Les époux [F] prétendent, page 25 de leurs écritures, que «'ces non-conformités ont été révélées dans toute leur ampleur à l'occasion de l'expertise judiciaire et rendent le bien non-conforme à sa destination'». Ce faisant, les appelants procèdent par affirmations, lesquelles affirmations sont démenties par le caractère parfaitement visible, par nature, des non-conformités, malfaçons et défauts de finitions qui ont été constatés par l'expert judiciaire. En réalité, il n'est pas sérieusement discutable que, même pour des non-professionnels de la menuiserie, les désordres allégués étaient parfaitement visibles lors de la réception, même pour ceux non expressément réservés, de sorte que ces désordres ont été, soit purgés par la réception sans réserve, soit couverts par la réception avec réserves.

Ces désordres n'étant pas de nature décennale, ils ne sont pas susceptibles d'engager la responsabilité décennale de la société Ain Menuiserie.

A titre subsidiaire, les époux [F] indiquent, page 25 de leurs écritures, rechercher la responsabilité contractuelle de la société Ain Menuiserie. Toutefois, les appelants précisent, au dispositif de ces mêmes écritures, solliciter la condamnation de la société Allianz, ès-qualités d'assureur en garantie décennale de la société Ain Menuiserie.

Dans la mesure où les époux [F] ne sollicitent pas, par voie d'action directe, la mobilisation de la garantie «'responsabilité civile de l'entreprise'» souscrite par cette dernière société auprès de la société Allianz, il est inutile de rechercher si la responsabilité contractuelle de droit commun de la société Ain Menuiserie est engagée.

Sur l'action directe contre l'assureur décennal de la société Ain Menuiserie':

Selon l'article 124-3 du Code des assurances, le tiers lésé dispose d'un droit d'action directe à l'encontre de l'assureur garantissant la responsabilité civile de la personne responsable.

En l'espèce, il résulte de ce qui précède que la responsabilité décennale de la société Ain Menuiserie n'est pas engagée. Dès lors, le jugement attaqué, en ce qu'il a rejeté l'action directe engagée par les époux [F] contre Allianz, ès-qualités d'assureur décennal de la société Ain Menuiserie, sera confirmé.

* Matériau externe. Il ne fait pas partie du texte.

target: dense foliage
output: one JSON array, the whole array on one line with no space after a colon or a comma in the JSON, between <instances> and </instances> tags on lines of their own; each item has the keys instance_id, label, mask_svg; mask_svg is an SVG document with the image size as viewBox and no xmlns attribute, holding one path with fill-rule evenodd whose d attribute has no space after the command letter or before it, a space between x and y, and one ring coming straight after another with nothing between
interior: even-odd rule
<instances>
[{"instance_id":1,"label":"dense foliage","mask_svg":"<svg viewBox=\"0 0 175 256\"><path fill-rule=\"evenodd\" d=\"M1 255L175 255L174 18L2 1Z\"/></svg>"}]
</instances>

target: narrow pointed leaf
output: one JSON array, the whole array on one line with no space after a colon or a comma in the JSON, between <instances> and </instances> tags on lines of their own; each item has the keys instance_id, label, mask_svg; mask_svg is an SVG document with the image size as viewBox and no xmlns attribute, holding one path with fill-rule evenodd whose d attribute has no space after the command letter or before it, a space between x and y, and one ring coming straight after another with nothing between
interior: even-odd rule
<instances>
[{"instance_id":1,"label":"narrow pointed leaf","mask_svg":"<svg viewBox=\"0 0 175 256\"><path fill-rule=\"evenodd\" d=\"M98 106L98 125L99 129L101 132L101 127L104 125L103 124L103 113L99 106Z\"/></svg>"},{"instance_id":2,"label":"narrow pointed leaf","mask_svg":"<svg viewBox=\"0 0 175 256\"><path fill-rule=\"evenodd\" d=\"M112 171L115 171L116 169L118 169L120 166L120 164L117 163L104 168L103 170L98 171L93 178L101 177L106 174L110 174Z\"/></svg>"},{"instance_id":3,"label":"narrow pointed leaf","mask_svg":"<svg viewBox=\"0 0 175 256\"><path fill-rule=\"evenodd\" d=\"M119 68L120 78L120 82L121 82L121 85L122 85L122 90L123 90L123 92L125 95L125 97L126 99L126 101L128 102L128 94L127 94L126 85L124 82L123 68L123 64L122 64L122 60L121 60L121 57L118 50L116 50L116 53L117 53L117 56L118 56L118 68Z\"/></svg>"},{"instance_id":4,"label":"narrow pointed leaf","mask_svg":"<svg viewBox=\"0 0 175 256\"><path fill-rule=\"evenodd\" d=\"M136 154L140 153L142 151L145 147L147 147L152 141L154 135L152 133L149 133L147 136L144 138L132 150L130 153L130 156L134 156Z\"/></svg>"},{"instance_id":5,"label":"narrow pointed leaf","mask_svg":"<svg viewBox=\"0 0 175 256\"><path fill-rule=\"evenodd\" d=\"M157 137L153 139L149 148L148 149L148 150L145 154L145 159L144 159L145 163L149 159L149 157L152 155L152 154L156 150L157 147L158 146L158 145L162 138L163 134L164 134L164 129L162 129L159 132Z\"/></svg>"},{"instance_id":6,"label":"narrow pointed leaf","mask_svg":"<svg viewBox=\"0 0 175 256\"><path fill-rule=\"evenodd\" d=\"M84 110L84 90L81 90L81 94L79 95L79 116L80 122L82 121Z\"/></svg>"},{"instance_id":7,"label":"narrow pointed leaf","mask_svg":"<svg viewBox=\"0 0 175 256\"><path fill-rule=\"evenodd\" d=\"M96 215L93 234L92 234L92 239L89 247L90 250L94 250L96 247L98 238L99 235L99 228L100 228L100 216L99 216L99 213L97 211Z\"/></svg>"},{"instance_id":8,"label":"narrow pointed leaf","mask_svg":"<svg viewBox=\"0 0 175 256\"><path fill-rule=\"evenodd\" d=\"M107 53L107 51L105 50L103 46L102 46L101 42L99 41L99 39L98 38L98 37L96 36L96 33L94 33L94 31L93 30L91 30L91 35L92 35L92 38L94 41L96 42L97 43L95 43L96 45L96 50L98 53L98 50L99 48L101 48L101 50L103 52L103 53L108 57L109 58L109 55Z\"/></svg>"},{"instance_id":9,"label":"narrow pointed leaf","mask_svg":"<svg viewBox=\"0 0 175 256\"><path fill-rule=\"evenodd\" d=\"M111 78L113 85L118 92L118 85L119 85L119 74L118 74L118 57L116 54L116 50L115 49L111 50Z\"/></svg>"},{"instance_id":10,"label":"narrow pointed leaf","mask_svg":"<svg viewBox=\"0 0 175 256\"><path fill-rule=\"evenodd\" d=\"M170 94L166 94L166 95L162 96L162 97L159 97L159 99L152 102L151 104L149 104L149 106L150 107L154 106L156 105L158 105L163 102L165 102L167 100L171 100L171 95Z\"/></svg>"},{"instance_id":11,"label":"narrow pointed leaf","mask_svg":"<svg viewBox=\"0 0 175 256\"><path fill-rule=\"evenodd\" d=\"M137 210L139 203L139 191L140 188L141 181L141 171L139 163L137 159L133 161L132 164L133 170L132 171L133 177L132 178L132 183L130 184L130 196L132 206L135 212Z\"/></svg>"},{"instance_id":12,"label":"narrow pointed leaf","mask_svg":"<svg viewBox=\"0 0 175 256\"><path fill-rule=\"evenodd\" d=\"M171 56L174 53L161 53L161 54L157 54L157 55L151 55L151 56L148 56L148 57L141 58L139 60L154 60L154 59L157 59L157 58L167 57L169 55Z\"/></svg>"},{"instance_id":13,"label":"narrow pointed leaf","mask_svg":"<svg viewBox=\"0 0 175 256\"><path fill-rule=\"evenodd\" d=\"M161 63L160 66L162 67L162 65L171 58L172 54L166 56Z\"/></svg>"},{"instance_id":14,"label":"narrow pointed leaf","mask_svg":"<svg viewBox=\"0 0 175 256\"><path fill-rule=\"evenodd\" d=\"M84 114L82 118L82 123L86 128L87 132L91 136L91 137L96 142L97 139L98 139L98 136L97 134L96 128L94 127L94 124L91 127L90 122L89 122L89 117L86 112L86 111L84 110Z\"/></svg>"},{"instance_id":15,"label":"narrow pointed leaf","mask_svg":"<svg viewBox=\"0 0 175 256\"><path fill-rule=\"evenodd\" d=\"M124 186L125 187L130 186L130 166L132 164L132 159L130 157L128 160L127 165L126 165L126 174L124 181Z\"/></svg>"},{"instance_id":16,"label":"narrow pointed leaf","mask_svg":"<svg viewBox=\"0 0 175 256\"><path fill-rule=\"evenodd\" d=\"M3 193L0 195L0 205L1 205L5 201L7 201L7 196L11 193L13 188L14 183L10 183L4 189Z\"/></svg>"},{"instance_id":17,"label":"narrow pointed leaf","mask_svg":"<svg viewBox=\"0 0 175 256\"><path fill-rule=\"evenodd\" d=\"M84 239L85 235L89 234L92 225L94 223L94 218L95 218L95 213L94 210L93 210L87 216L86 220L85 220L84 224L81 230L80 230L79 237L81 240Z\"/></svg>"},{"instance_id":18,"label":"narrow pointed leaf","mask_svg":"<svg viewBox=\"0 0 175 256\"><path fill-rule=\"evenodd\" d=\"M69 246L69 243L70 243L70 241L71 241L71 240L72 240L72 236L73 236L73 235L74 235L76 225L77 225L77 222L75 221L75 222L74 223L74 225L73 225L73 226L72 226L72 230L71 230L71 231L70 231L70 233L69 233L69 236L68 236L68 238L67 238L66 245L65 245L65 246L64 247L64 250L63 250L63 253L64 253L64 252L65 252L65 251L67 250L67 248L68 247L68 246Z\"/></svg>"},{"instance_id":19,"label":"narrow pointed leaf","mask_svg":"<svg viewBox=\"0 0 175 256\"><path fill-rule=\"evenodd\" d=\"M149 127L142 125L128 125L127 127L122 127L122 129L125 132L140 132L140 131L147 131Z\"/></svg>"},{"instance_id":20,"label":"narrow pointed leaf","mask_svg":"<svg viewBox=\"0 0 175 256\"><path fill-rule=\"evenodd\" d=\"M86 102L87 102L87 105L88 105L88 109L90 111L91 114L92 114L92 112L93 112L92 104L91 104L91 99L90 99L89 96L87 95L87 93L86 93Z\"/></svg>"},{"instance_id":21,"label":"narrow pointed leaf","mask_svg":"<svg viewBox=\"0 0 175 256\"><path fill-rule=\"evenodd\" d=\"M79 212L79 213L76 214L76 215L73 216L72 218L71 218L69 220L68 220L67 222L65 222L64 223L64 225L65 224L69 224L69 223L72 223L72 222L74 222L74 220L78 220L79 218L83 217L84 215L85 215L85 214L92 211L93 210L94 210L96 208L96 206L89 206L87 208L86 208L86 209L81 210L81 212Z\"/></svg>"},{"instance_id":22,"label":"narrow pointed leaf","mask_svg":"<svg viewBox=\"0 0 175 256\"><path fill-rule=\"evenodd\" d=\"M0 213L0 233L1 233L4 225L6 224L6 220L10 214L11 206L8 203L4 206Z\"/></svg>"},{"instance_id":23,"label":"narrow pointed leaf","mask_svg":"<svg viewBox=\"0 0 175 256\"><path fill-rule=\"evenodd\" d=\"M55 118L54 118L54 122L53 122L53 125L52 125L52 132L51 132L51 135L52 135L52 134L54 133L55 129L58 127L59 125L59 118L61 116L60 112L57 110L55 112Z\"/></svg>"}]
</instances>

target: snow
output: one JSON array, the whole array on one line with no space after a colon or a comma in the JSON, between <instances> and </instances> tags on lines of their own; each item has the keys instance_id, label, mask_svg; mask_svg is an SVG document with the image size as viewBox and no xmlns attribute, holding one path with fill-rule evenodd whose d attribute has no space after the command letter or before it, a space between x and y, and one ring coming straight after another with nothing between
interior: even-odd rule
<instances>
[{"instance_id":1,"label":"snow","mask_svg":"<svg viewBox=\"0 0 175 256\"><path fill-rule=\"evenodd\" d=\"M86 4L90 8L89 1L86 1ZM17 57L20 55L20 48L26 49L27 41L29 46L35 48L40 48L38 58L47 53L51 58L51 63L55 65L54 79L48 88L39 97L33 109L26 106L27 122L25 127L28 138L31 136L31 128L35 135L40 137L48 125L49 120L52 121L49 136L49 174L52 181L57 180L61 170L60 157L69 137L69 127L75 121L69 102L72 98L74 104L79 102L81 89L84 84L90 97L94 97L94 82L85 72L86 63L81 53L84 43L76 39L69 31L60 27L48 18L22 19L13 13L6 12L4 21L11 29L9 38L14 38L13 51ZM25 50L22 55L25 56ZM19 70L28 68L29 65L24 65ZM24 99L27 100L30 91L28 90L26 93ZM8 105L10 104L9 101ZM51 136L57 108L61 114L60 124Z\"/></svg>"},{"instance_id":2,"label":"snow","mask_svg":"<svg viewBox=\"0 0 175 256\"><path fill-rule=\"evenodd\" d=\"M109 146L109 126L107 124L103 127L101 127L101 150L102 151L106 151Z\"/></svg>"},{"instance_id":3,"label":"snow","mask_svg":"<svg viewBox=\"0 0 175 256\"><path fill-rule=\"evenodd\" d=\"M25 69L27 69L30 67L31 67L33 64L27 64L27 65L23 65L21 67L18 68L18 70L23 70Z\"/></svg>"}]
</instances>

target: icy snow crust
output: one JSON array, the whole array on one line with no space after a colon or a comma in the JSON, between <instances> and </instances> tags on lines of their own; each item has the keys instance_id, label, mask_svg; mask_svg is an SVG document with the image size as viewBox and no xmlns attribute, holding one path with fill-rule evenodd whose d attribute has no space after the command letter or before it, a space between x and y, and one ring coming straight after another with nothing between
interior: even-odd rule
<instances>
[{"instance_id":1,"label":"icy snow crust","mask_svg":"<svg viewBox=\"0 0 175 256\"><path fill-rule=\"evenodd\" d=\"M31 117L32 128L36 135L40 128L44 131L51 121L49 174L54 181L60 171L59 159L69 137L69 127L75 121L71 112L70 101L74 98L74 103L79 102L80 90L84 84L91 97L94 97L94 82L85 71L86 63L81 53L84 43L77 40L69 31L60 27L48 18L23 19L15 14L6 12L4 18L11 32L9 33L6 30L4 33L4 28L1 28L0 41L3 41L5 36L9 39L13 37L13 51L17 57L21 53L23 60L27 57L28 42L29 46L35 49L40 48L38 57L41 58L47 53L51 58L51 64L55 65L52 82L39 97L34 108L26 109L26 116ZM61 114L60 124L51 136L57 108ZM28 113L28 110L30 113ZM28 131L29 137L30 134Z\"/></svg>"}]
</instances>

Sur les demandes des appelants dirigées contre l'assureur de la société Lena Concept':

Sur la nature des désordres affectant les travaux réalisés par Lena Concept':

La présomption de responsabilité de l'article 1792 du Code civil suppose que soit établi un lien d'imputabilité entre le dommage constaté et l'activité du locateur d'ouvrage, sauf la faculté pour celui-ci de s'en exonérer en établissant la preuve d'une cause étrangère, ainsi que l'a jugé la Cour de cassation.

En l'espèce, l'expert [K] a énuméré et décrit les désordres affectant les travaux de maçonnerie, charpente et carrelage confiés à la société Lena Concept en les distinguant de la manière suivante':

Ceux concernant l'implantation de la maison (laquelle notamment empiète sur le tènement voisin),

Ceux concernant le garage (lequel présente notamment des différences d'altimétrie avec les prévisions du permis de construire),

Ceux concernant la cave (laquelle, non-prévue au permis de construire, n'est pas ventilée au point que le stockage d'objets n'est pas possible en raison de l'humidité),

Ceux concernant la partie intérieure de la maison (présentant de nombreuses non-finitions et malfaçons),

Ceux concernant la toiture et la couverture (présentant plusieurs malfaçons),

Ceux concernant la partie structurelle de la maison et le gros 'uvre (qui ne respecte pas les normes parasismiques).

Selon l'expert, certains de ces désordres affectent la solidité de l'ouvrage ou le rendent impropre à sa destination. Mais, sans qu'il soit besoin d'examiner chacun de ces désordres isolément et leur imputabilité, la cour relève que l'expert judiciaire expose que le désordre constaté au niveau de la structure, tenant au non-respect des normes parasismiques, est tel qu'il ne permet pas d'envisager des travaux de reprises (page 20 du rapport d'expertise).

En effet, Mme [K] indique avoir réalisé cinq sondages destructifs pour observer la présence d'armatures formant des chaînages et leur continuité dont aucun n'a mis en évidence le respect des normes parasismiques de construction. Elle en conclut que cette non-conformité, qui affecte les ouvrages de fondation et de gros 'uvre assurant le clos, rend le bâtiment impropre à sa destination (page 19 du rapport d'expertise).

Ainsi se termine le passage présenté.